Our Gite was ready and we headed to meet the owner, a very nice person who speaks no English.
Tip: the new Google Translate App is great in this situation.

This house is very comfortable and if you have kids, they will love the pool but there is also a little garden where you can enjoy your breakfast or afternoon wine. Unfortunately, it was too chilly for us and we couldn’t utilize this wonderful feature. AND having a parking spot in St. Remy I imagine is necessary during the high season. You can walk to town but I won’t lie, it’s not a pretty walk there.

TORRENTIAL rain and we headed to Da Peppe for dinner and my kids were so happy to have lasagna and pizza. My husband and I shared a pie and a salad. Totally fine. The desserts looked obscenely big and since my son is a diabetic we discouraged ordering what appeared to be a barrel of ice cream that could be shared by a family of 6.

Teen Opinion: It was heavy but I liked it a lot. Massive portions and very fresh and good.

Day 8
Started this beautiful sunny day at Glanum right down the street from our place. Although primarily Roman ruins, its first inhabitants were Celto‐Ligurians who arrived here in the seventh or sixth century BCE. Next, the Greeks came and finally the Romans conquered. Across the street, are the “Les Antiques” (a mausoleum and triumphal arch—the oldest in Gaul--which linked Glanum to the main Roman thoroughfare which connected southern France to Italy. We enjoyed the laid back experience of walking around the ruins and I thought the audio guide was pretty good (the Celto-Liguarians were fierce warriors and often kept the heads of their victims in oil to show to visiting friends and family). Overall pretty well preserved.

Teen Opinion: I liked this and I liked hiking up and looking at the overview. It was a beautiful setting. Maybe not so spectacular compared to other ruins. But I liked it.

From there we walked down the road St. Paul de Mausole Asylum, the sanitarium where Vincent Van Gogh committed himself and spent a very productive year painting. Van Gogh lived in two small connected rooms; one was his bedroom, the second his studio. It is a very moving experience (especially to be in his room alone and not with a horde of tourists) and to look out his window. Most of us have family or friends struggling with mental illness and reading the texts and seeing his simple room as it was recreated is poignant. Throughout the beautiful grounds, there are reproductions of Van Gogh’s paintings in front of the view he painted with excerpts from his letters. Very serene with all the Japanese Iris blooming. Highly recommended.

Tip: As a side note, I did read several reports of car thieves in the parking lot stealing luggage so beware.

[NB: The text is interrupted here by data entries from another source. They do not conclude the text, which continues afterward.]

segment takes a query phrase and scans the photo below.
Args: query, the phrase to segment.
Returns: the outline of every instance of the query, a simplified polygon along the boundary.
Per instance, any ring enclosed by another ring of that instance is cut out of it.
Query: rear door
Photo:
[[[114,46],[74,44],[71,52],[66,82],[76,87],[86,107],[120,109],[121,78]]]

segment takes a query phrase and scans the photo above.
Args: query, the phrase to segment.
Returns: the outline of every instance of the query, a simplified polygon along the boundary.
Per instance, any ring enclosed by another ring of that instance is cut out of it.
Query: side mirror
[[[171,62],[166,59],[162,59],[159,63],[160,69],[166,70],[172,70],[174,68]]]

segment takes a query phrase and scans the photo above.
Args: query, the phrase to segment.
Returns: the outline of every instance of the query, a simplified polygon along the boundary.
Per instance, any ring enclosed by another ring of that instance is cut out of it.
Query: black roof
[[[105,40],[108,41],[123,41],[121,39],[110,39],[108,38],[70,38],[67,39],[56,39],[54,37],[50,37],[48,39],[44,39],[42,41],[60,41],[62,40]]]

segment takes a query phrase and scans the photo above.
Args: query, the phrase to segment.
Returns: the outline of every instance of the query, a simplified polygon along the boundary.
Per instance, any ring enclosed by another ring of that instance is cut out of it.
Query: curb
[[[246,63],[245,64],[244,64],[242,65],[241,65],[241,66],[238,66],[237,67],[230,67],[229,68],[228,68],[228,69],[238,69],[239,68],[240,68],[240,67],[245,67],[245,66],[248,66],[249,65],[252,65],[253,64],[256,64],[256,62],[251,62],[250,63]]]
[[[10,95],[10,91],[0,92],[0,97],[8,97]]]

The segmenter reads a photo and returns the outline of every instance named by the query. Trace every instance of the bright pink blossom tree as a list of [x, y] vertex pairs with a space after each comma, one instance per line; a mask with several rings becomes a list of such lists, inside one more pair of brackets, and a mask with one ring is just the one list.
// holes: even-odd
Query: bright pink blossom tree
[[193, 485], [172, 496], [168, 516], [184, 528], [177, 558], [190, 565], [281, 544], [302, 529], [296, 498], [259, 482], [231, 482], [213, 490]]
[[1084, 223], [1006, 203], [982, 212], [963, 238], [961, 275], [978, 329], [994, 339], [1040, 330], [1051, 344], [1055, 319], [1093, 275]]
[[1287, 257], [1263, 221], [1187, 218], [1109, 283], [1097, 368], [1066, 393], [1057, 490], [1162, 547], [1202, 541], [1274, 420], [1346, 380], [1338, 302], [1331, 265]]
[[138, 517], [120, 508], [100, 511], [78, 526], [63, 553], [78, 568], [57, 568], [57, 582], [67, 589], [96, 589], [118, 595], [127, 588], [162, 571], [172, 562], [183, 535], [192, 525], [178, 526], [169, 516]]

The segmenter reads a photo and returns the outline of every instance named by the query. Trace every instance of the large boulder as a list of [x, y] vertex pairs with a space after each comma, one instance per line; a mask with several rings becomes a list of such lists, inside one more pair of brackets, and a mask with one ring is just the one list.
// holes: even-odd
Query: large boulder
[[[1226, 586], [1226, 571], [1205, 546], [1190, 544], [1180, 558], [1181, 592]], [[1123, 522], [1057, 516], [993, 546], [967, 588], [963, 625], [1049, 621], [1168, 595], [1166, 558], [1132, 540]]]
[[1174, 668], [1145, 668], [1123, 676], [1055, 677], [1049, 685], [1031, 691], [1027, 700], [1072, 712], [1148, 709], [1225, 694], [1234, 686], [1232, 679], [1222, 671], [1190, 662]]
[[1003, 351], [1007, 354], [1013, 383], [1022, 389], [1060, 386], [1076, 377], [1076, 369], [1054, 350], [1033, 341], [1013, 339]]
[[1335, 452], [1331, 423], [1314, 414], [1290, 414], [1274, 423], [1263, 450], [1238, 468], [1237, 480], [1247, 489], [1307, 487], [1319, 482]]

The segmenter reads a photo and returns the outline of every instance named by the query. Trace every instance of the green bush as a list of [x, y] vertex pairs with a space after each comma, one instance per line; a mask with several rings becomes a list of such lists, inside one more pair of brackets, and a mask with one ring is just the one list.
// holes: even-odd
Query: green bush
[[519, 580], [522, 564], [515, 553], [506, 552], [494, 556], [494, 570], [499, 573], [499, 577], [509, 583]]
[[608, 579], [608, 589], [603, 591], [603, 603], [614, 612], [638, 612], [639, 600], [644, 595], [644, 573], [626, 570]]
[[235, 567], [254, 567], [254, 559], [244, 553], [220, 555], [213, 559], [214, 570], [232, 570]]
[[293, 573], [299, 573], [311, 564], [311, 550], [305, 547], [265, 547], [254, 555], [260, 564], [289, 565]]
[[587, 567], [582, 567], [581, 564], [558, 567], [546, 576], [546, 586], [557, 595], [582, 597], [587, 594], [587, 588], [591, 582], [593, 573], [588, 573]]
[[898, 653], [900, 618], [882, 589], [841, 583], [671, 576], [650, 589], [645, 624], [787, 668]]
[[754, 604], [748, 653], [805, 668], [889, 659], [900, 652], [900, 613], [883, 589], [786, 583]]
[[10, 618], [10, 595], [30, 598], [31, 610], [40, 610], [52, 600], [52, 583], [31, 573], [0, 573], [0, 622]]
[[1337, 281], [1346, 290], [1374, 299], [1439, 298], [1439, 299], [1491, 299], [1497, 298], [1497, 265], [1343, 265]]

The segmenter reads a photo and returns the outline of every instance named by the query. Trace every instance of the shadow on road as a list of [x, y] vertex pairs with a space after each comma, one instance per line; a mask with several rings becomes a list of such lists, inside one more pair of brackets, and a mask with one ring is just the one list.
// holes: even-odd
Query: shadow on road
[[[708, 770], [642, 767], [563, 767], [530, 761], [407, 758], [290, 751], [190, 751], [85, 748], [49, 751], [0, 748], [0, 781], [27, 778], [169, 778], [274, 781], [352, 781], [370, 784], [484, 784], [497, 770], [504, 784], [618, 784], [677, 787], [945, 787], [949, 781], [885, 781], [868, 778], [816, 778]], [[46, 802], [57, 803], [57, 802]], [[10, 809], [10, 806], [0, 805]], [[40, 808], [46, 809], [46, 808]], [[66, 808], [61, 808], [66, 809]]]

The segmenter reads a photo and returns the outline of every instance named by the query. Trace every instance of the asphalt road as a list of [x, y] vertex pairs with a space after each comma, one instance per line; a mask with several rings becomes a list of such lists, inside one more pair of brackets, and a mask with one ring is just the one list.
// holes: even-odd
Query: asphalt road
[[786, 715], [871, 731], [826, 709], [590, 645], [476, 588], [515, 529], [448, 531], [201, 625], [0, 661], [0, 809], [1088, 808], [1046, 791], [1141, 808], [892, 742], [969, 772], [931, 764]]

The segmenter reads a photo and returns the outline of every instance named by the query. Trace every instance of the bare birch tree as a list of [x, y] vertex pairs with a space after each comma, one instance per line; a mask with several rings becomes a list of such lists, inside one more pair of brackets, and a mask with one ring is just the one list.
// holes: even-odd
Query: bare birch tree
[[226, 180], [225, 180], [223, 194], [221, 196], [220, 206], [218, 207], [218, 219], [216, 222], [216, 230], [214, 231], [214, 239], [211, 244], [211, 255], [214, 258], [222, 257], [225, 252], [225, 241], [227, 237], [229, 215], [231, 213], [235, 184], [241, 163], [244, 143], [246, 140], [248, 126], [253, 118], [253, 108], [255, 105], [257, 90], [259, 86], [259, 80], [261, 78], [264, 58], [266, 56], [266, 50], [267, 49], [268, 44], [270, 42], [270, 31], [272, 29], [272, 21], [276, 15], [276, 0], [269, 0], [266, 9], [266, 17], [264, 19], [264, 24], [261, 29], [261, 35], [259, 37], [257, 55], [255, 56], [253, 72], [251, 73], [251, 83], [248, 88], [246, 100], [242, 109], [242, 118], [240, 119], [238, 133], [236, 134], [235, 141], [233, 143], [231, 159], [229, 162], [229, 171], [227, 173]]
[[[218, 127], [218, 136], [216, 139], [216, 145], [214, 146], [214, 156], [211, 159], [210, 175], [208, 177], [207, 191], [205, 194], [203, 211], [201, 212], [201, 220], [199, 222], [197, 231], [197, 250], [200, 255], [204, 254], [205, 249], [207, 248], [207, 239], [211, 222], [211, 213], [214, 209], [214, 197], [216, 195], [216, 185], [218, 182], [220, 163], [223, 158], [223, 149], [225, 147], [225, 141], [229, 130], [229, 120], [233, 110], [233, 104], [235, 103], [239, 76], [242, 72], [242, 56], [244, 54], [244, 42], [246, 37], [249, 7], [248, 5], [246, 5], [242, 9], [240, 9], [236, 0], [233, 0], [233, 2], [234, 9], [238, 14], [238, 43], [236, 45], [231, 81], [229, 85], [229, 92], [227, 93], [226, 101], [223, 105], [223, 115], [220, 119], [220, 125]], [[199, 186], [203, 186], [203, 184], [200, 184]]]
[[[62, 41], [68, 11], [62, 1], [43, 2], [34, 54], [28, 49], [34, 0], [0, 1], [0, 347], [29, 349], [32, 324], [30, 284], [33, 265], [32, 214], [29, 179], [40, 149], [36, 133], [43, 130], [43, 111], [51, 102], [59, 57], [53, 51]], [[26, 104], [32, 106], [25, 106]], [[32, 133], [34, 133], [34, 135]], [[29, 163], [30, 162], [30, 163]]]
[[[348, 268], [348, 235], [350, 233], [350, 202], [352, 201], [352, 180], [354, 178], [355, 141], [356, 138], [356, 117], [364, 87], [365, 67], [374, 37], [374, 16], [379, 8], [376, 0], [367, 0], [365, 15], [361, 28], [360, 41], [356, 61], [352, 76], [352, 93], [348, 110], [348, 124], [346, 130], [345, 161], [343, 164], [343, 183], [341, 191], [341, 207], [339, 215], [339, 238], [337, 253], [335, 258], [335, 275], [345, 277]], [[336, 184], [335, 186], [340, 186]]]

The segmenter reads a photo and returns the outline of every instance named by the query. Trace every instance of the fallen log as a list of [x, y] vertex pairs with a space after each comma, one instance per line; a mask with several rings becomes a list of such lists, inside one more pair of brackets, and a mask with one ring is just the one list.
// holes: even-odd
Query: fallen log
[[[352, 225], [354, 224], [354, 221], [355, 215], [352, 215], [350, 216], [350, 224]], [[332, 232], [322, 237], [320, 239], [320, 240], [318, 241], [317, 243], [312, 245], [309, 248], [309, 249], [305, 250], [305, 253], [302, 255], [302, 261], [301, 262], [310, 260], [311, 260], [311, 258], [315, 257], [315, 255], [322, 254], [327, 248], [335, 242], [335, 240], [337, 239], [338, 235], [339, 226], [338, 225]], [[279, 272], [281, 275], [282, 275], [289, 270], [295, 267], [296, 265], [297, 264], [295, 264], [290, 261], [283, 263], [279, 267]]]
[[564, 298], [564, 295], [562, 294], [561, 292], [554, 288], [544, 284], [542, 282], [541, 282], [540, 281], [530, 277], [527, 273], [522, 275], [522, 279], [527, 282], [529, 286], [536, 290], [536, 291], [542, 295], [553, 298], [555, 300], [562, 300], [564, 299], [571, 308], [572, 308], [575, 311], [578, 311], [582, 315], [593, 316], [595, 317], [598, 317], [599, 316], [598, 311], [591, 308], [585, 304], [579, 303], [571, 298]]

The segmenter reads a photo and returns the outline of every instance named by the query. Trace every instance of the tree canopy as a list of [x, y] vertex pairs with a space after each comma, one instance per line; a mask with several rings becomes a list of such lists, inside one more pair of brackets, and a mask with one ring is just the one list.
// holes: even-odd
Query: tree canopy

Headed into St. Remy for a lunch of Crepes at Creperie Lou Planet which was in the Rick Steve’s book. I so appreciate his practical travel tips like where to park but we decided going forward to not always go with his advice and sometimes just use our instinct. It was lovely to sit outside in the quiet shady square in the pouring rain while a homeless man watched us eat. Actually, the restaurant had a cool awning that came out and covered us as the rain increased from pouring to torrential. Although one of my kids was not huge crepes fans they loved the chocolate banana one for dessert and our server was very nice. From there, we were overdue for nap time to wait out the rest of the rain

But first, we popped into La Cave aux Fromages to pick up our evening cheeses. I know there are some Trip Advisor reviews of “disgusting, rude and abrasive customer service,” but we didn’t find that. We did enter with a “Bon Jour Madame” and while we found the service overall in Paris to be much warmer and more forgiving of stumbling tourists than in Provence. She was all business and we found no reason to take it personally. We weren’t trying to make a best friend here, just get some Chabidchou du Poitou. With so many negative reviews, I have to say probably where there is smoke there is fire and so wanted to point out we personally did not experience the wrath of the infamous cheese lady. We also go chocolates at Joel Durand and because of our bad French, we ended up with TWO expensive boxes. The boys really liked le Petit Duc next door and the woman working was so nice with samples, I left a pound or two heavier


Teen Opinion: I really liked the chocolate and banana crepe. I don’t really like a lot of food so that means it must be pretty good.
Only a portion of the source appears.